FILM REVIEWS
   
 

COWBOY BEBOP
Dir. Shinichiro Watanabe
Starring: Beau Billingsea, Faye Valentine, Melissa Charles

 


A new chapter has been written in the book of animated film, providing a neat antidote to the oh-so-saccharine offerings that Disney and Pixar are pumping out to destroy each other with. Projects like ‘The Animatrix’ and more recently, ‘Cowboy Bebop’ show that the animated film genre does not have to have an immediate plastic toy tie-in or appeal to the lowest common human intelligence in order to achieve permanence.
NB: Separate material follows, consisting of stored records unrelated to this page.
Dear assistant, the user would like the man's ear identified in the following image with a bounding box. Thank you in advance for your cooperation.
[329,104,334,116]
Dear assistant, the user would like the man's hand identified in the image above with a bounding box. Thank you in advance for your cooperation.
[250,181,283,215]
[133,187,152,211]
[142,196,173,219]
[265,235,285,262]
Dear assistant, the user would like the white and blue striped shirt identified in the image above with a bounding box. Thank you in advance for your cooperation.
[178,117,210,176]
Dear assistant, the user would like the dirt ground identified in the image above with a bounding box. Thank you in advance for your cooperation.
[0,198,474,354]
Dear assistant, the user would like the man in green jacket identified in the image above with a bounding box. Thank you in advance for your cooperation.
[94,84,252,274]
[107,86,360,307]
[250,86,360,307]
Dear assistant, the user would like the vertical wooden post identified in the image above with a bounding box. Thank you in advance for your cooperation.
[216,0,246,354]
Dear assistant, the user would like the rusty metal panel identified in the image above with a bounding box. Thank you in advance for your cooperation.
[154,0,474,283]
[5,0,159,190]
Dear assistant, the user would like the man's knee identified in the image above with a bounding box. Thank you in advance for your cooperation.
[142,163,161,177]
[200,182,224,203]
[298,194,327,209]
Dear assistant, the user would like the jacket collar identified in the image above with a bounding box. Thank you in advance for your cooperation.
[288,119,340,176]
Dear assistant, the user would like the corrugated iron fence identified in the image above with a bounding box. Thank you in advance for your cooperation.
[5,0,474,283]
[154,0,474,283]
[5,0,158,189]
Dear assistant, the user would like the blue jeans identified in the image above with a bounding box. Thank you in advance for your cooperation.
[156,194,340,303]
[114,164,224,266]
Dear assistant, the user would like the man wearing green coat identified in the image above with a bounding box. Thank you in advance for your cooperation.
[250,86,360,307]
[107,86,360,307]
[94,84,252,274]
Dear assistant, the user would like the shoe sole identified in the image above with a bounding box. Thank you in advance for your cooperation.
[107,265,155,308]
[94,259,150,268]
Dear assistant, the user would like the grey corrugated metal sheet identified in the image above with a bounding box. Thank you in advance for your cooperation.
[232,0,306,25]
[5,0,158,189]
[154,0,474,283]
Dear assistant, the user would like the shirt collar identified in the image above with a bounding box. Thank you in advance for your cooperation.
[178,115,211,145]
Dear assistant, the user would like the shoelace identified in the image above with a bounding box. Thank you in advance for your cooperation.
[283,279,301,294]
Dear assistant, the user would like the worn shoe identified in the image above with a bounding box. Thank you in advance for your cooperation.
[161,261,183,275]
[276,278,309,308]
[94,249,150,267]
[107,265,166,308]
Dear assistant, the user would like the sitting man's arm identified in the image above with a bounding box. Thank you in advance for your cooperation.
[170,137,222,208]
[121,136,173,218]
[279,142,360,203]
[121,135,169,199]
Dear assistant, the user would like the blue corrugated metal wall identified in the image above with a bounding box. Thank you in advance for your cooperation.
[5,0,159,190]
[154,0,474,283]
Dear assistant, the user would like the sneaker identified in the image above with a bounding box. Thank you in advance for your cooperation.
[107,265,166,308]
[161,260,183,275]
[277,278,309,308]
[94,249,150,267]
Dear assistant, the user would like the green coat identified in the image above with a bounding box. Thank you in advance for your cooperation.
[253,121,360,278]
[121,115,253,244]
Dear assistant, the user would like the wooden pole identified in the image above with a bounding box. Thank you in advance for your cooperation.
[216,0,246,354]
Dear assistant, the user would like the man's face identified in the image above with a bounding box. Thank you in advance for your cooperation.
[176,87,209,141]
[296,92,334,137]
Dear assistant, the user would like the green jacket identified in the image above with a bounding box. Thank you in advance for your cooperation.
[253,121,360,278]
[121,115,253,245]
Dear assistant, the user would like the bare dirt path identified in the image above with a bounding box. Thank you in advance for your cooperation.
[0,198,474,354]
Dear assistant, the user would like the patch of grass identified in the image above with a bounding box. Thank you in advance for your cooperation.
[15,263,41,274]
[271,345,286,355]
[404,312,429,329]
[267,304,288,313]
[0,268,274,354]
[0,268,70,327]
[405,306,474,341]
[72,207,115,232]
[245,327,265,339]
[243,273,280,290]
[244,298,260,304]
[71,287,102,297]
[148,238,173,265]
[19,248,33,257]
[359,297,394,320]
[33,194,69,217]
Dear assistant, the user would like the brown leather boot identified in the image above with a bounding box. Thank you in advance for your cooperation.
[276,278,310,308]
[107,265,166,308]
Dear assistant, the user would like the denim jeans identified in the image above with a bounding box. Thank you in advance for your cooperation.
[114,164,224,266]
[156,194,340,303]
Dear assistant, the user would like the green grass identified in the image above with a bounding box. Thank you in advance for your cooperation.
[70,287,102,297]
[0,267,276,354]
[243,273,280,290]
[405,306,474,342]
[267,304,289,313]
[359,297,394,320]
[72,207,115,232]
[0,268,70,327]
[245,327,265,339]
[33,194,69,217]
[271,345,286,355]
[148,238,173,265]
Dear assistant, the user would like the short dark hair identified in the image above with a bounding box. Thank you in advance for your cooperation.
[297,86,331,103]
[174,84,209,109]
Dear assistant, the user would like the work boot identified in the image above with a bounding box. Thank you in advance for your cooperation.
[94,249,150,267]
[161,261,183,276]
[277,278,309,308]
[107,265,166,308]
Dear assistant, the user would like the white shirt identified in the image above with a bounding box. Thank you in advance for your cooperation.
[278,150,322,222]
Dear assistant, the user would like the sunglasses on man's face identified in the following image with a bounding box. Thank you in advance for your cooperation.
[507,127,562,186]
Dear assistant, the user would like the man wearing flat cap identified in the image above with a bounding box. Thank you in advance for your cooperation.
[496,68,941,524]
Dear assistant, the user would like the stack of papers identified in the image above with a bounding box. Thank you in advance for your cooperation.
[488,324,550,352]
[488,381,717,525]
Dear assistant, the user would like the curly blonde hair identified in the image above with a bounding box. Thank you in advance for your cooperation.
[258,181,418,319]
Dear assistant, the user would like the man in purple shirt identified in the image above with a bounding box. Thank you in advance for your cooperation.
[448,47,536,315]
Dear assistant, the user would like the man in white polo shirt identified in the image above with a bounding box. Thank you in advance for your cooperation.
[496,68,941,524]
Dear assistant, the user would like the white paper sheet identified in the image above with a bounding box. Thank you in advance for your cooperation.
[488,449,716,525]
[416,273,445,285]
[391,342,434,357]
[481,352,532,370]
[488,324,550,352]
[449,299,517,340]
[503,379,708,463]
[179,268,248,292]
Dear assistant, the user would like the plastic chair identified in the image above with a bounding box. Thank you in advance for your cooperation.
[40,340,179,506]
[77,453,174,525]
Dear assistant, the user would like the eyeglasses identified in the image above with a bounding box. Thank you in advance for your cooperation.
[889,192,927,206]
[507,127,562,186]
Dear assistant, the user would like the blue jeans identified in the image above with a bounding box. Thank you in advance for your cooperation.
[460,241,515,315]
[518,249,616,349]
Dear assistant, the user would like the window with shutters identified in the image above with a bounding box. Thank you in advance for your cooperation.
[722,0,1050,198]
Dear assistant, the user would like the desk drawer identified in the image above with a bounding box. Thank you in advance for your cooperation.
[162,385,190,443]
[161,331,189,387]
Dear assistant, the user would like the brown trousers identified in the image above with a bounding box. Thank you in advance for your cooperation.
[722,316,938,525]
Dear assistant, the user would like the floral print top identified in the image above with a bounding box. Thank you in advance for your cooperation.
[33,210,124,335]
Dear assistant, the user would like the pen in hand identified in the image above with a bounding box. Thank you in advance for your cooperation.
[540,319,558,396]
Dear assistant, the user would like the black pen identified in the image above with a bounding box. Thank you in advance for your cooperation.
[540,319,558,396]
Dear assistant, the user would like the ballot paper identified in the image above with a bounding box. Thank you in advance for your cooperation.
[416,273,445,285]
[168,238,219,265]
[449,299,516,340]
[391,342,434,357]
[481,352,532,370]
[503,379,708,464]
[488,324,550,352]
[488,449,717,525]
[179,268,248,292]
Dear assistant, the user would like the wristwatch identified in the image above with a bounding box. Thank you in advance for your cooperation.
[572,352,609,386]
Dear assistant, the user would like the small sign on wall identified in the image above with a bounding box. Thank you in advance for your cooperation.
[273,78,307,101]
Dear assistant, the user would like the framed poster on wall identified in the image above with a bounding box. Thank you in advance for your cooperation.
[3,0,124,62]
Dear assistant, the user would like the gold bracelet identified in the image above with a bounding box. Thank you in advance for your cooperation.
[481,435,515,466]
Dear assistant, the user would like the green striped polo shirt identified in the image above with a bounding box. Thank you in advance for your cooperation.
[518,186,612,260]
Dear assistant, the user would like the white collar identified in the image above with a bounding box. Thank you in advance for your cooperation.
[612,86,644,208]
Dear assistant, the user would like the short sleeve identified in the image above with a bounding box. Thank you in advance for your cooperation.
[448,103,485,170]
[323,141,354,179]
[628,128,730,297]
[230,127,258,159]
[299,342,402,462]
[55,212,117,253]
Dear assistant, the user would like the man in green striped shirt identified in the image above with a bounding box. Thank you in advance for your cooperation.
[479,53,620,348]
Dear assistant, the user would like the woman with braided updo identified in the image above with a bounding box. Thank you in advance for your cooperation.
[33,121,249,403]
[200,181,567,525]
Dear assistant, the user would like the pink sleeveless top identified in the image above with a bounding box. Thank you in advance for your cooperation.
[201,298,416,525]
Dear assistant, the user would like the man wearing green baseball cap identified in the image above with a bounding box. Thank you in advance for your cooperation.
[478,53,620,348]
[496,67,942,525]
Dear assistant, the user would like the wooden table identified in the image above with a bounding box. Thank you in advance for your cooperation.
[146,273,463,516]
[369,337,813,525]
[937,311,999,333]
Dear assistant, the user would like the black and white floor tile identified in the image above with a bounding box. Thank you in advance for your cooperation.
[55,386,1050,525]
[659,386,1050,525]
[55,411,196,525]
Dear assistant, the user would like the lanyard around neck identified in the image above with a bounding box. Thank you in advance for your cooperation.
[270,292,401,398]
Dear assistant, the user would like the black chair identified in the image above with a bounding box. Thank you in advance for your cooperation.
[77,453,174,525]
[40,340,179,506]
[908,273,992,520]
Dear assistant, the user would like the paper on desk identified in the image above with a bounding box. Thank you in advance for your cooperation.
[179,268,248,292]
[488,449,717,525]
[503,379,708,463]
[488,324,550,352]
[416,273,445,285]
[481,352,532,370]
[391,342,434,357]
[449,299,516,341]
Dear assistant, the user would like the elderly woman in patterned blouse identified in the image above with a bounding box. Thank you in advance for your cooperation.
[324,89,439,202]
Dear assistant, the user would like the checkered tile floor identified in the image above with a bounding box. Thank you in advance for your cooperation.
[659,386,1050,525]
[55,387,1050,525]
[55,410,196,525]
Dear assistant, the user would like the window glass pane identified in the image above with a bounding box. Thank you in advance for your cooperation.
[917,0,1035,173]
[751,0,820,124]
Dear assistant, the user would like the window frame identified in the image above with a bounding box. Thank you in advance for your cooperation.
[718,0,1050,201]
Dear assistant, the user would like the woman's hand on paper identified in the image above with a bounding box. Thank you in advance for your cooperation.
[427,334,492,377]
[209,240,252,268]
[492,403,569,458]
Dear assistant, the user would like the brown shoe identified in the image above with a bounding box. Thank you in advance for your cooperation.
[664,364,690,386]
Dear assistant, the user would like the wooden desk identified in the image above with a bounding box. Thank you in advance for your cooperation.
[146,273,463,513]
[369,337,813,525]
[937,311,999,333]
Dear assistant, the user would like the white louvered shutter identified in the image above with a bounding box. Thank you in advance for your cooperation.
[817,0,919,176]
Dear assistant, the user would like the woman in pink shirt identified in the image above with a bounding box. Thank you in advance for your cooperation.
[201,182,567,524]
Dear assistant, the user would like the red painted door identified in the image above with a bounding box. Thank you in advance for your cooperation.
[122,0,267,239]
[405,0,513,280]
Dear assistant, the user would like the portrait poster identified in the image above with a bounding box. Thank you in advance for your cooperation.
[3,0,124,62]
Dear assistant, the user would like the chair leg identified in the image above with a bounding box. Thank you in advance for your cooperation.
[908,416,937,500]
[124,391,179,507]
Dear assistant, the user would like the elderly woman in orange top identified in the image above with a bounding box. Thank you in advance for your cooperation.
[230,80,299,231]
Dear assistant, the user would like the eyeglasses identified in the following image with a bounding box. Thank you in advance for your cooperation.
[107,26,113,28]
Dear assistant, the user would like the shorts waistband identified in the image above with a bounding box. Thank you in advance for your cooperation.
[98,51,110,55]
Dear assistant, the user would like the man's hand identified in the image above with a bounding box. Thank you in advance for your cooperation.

Cowboy Bebop is a thinking film with lofty aspirations, peppered throughout with the kind of technological “Aha!” that we only recently saw in Minority Report. It’s Mars, 2071AD and from the immaculately crafted opening sequences, it looks a little like New York. Hip-hop artists bounce happily on street corners next to hobos who munch hotdogs and beat policemen look bored. It all changes cataclysmically.

A petrol tanker explodes on one of the main motorways deep in the city releasing an unspecified bio-agent that kills hundreds before dissipating leaving no trace. Not that the city is worried about the spread of viruses (‘We eradicated that problem fifty years ago’) but the threat of unspecified terrorism attacks endures as Halloween draws near.

Caught up in the madness are four bounty hunters – there are three billion throughout known space – who are down on their earnings and see the astronomical reward as a neat solution to their problems. The leader is po-faced but cheeky chappy with immeasurably long legs and a good aim. His partner is an ex-cop with bionic enhancements. Their associate is a young woman squeezed into the tightest space-briefs/bra combination you can imagine – (think basketballs in cling-film). Backing them all up is a weird 12 year-old girl who acts as their hacker/information resource and the film’s most obvious humour valve. They’re not here to save the world, just earn the cash.

The story careers wildly from one inconvenience to the next as the four chase The Mysterious Geezer to resolve their problems. He doesn’t have the luxury of much originality: ex-army, secret government research lab, now throwing bio-toys out of pram. But he is an incredibly gifted martial arts dude –which is why you sit through two-hour Manga films.

The action – and there are five distinct bits – is stunningly choreographed by the same people as ‘The Animatrix’; one recognizes Multipunch and Twist-O-Kick from the same ‘arena’. There’s a great flying-car scene, which is totally ‘G-Force’ from the seventies (the musical score is weird –jazz meets country meets porno music). But in these hand-to hand sequences, time does NOT slow down and the backgrounds DON’T go weird, and when the two collide, it ISN’T in a screaming huge ball of white plasma. Instead, it’s very real and very quick. I raised eyebrows several occasions considering its generously low 12A rating.

However it’s either the failing of the translation or overambitious scriptwriters but the philosophical angle to this film is too linear and obvious, like a drunk at a dinner party. It wants to mess with our heads, but instead we nod out of sympathy because it tried very hard.

Visually, this film is an absolute winner. Its strong Akira-esque city setting makes for darkly pleasant viewing, mixing Far East with Middle East and Ultra West. The CGI keeps the strong design anchored firmly to the action, by exploiting the separation between cartoon world and ‘real space’ in a way that ‘The Hulk’ will never truly understand. I’d recommend it as a great hangover movie. In the meantime, I’m off for a self-preparing bowl of noodles before a jet-race round a giant holographic Hello Kitty somewhere downtown.